Lafite : A Generative Latent Field for 3D Native Texturing
Abstract
Generating detailed and seamless textures for 3D meshes remains an open challenge. Recent image and video generation models, empowered by large-scale visual priors, are capable of producing highly detailed images and are thus promising for multi-view texture synthesis. However, evaluating texture quality involves multiple dimensions beyond visual fidelity. Multi-view back-projection often introduces seams and inconsistencies between different views or near occluded regions, while direct generation on UV-unwrapped maps suffers from UV distortions and ambiguities.Generating textures directly in 3D space offers an inherent advantage in ensuring continuity and spatial coherence, making it a critical and worthwhile research direction.

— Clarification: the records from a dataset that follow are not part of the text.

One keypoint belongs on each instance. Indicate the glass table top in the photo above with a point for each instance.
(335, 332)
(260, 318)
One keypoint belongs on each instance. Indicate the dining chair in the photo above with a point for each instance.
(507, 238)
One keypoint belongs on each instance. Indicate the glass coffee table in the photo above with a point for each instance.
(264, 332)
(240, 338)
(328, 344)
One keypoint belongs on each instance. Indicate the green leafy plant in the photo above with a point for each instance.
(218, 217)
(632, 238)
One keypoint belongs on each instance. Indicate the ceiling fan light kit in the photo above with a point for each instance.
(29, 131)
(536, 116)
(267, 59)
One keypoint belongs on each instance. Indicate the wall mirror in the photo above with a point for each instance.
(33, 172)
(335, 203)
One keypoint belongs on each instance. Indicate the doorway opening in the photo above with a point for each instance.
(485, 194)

Therefore, we systematically investigate 3D-native texture generation from the perspectives of representation and generation, and present current best practices for this approach.To this end, we employ a local vector field with a structured latent representation to model the joint distribution of texture and geometry. This design enables texture generation conditioned on high-fidelity geometric features within a unified latent space. Crucially, our approach is inherently free from occlusion artifacts, multi-view inconsistencies, and UV-related distortions caused by fragmented surface parameterizations. Extensive experiments demonstrate that our method produces high-quality, seamless textures and supports flexible downstream tasks such as editing and inpainting, marking a significant step forward in 3D-native texture generation.